Hinter der Debatte um Khorchide steht ein Grundsatzkonflikt

Bonn (KNA). Es war eher eine Randnotiz ohne größere öffentliche Resonanz: Die Lehramtsstudenten am Münsteraner Zentrum für Islamische Theologie (ZIT) fürchten um ihre Berufschancen. In einer Erklärung spricht die Fachschaft von „wachsender Unsicherheit“. Doch der Streit um ihren Professor Mouhanad Khorchide bedroht nicht nur die soziale Existenz von Studenten, die Debatte gefährdet auch die gerade erst im Wachsen begriffene islamische Theologie in Deutschland insgesamt. Warum genau geht es? Der Koordinationsrat der Muslime (KRM), Dachverband der islamischen Verbände, kündigte die Zusammenarbeit mit ihm auf. Der KRM legte Gutachten zu dessen Theologie vor und nannte das Verhältnis „zerrüttet und irreparabel beschädigt“.
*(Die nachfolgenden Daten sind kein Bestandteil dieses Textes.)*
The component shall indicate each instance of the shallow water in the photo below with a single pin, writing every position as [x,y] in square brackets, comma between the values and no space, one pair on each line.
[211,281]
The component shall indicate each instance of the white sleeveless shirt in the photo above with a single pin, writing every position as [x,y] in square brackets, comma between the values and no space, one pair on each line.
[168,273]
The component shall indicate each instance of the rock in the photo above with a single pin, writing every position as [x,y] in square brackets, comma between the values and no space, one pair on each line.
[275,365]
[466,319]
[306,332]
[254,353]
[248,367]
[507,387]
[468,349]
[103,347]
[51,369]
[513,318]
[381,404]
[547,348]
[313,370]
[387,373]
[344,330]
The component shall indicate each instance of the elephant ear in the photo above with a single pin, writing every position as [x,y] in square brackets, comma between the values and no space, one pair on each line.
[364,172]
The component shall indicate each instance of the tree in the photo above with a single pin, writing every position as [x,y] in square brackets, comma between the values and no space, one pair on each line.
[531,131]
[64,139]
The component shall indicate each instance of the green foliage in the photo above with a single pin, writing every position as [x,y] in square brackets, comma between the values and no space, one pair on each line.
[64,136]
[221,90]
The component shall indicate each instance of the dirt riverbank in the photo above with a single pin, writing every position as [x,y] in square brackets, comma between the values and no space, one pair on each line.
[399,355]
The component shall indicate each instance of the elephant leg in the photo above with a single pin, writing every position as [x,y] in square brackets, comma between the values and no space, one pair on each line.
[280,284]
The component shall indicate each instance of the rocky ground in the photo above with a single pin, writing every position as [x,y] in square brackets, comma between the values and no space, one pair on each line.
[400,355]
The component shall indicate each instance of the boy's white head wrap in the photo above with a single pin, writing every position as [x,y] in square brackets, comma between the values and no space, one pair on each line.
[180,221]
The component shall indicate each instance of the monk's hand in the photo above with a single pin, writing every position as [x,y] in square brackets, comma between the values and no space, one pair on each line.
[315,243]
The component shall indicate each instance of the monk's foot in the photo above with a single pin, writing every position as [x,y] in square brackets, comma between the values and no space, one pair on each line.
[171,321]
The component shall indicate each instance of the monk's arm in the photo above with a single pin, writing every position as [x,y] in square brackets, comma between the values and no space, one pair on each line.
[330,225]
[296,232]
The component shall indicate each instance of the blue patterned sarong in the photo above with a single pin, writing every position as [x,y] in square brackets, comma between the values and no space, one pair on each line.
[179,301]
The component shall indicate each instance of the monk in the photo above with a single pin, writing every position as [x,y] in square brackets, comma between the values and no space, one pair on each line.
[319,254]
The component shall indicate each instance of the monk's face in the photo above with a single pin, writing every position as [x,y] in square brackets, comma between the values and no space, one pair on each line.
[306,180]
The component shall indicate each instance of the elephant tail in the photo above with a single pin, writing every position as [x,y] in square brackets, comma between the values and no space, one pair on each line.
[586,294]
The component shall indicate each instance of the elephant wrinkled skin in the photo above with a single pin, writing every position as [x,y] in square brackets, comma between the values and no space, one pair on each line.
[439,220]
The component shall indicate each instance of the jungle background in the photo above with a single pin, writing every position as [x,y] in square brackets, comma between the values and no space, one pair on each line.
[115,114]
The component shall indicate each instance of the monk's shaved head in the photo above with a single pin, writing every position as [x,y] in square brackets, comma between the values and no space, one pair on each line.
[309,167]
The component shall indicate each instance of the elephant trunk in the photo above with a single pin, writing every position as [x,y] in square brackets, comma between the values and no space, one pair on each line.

Im Hintergrund steht die Frage: Was verträgt sich mit der islamischen Lehre und was nicht? Ähnlich wie im Christentum sind die Muslime kein Block, sondern in Lehrtraditionen aufgeteilt, die teils mit Ländergrenzen übereinstimmen. Was in Kairo gilt, kann in Riad, Muskat, Istanbul oder Teheran ganz anders beurteilt werden. Doch im Unterschied zur katholischen Kirche kennt der Islam keine Glaubenskongregation, die im Zweifel den Daumen zu einer theologischen Aussage hebt oder senkt. Wenn etwa aus römischer Sicht Wissenschaftler Falsches an ihre Studenten weitergeben, wird den Professoren schlicht die Lehrerlaubnis entzogen.

Der Staat hat kein Interesse, religiöse Fragen zu beantworten. Weil er neutral bleiben muss, soll an den universitären Zentren für islamische Theologie ein Beirat über Personen und Inhalte bestimmen. Zwar gilt dieses Modell verfassungsrechtlich als bedenklich, doch politisch erschien es sinnvoller, überhaupt etwas in Sachen islamischer Theologie statt weiterhin nichts zu machen. Das Beiratsmodell konnte in Münster bisher nicht umgesetzt werden.

So hat der Fall Khorchide Modellcharakter: Wer darf was bestimmen? Beim Verbleib Khorchides besteht die Gefahr, dass die beim ZIT ausgebildeten islamischen Religionslehrer später keine Akzeptanz bei Schülern und Eltern haben. Hier spielen wieder die Verbände eine Rolle: Wenn Moscheevorsteher vom Schulbesuch abraten, weil sie am rechten Glauben der Lehrer zweifeln, dürfte das Folgen haben. Andererseits will die Wissenschaftlerszene den Verbänden keinen stärkeren Einfluss einräumen. Khorchide gilt bei ihnen zwar nicht als sehr einfach, aber auch als eindrucksvolle Persönlichkeit.

Anzeige:

Befürchtet wird ein immenser Schaden für die islamische Theologie, die ihren Platz im Konzert der Fakultäten ja gerade erst einnehmen will. Mit Interesse verfolgen auch die anderen Zentren in Erlangen-Nürnberg, Osnabrück und Tübingen die Diskussion. Zwischen allen Stühlen sitzen die Studenten in Westfalen. An ihnen kann ein Makel hängenbleiben – wie auch immer der Streit ausgeht.